Au pire, on fuit le sujet, au  mieux, on produit les “preuves” historiques de l’existence de pratiques esclavagistes antérieures à la traite négrière, de façon à stigmatiser tous ceux qui continuent de s’indigner – pourtant, à juste titre ! – de six cents ans d’occidentalisation musclée.

En réalité, même si peu vulgarisés, les études historiques sérieuses n’ont jamais nié l’existence de pratiques esclavagistes graves et indéfendables en Afrique noire. Seulement, de même que l’esclavage qui se pratiquait en Israël sous domination romaine, en 63 avant JC, ne sert pas à minimiser l’Holocauste des Juifs mené par Hitler pendant la Seconde Guerre mondiale, de même l’esclavage des Noirs organisés notamment par des peuplades arabo-musulmanes – pendant quatorze (14) siècles, selon certaines estimations [5] – ne peut pas tempérer quatre cents (400) ans de traite négrière transcontinentale. Encore moins quand ce commerce triangulaire a circonscrit des “êtres inférieurs” à un rang animalier afin de construire, fleur de coton après fleur de coton, les États-Unis d’Amérique qui tiennent en laisse, notamment, les États désunis d’Afrique.
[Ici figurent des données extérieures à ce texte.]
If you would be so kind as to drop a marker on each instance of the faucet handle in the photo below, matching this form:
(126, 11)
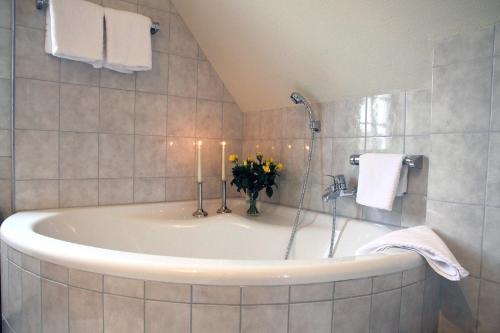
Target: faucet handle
(339, 182)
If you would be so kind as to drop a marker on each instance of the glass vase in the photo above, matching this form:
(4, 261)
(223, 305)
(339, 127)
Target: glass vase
(252, 208)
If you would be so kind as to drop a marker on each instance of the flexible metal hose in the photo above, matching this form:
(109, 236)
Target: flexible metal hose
(301, 201)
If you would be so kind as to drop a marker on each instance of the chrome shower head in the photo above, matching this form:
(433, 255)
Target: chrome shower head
(297, 98)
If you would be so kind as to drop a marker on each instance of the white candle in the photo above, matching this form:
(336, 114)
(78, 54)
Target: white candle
(198, 151)
(223, 160)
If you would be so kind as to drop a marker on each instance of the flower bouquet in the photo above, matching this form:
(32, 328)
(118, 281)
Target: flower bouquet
(252, 176)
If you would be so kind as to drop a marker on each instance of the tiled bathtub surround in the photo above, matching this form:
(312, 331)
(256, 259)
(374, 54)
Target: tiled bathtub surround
(87, 137)
(392, 123)
(43, 296)
(5, 108)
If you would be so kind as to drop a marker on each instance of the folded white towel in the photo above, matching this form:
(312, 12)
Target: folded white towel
(75, 31)
(128, 41)
(425, 242)
(380, 180)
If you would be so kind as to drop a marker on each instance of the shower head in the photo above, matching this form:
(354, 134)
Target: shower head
(297, 98)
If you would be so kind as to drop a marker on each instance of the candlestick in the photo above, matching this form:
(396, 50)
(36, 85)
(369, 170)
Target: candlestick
(198, 159)
(223, 178)
(223, 208)
(199, 212)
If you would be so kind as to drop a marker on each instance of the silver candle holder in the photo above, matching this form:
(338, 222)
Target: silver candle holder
(200, 212)
(223, 208)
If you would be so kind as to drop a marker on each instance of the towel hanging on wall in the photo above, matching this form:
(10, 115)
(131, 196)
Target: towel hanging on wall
(128, 41)
(381, 178)
(75, 31)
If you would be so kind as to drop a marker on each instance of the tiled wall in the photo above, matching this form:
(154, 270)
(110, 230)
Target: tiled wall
(86, 136)
(460, 138)
(41, 296)
(464, 177)
(5, 107)
(396, 123)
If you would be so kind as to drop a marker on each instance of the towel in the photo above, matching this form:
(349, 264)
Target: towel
(75, 31)
(381, 178)
(425, 242)
(128, 41)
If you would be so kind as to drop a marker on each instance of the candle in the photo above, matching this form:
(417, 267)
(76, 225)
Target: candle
(198, 159)
(223, 160)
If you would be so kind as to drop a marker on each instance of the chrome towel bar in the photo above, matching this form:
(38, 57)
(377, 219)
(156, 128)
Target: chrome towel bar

La question essentielle demeure donc celle-ci : comment l’hypothétique Afrique proactive et entreprenante du XXIe siècle peut-elle penser ses projets d’avenir sans panser son passé ? Comment saurait-elle panser ledit passé si elle refuse systématiquement de le penser, profondément, en le partageant à tous ses enfants, sans faux-fuyants ?

Les systèmes éducatifs des pays africains, généralement pondus par des élites fatigués de réfléchir mais décidés à s’enrichir, sont en déphasage avec le besoin de valorisation des accomplissements africains. Conséquence : ils entretiennent une ignorance têtue qui maintient les peuples africains dans l’obscurité, dans la haine de leur passé, dans l’inconscience de leurs possibilités et dans la négation de leurs opportunités.

De cette façon, il y a peu de chances qu’une communauté même bien intentionnée et motivée puisse apporter des solutions durables à ses maux. En refusant de s’approprier toutes les facettes de leur histoire, d’intégrer dans leur cortex les valeurs de leur ancestralité et de faire de ceux-ci des piliers incontournables de leur éducation, les Africains se refusent le plus important : leur liberté. Ils peuvent néanmoins y remédier, en faisant un choix tout simple : sortir du cloisonnement racialiste des officines d’éducation occidentales et s’engager dans une rééducation totale, en commençant par l’histoire de l’Afrique écrite par ceux qui n’ont aucun intérêt à la réviser [6].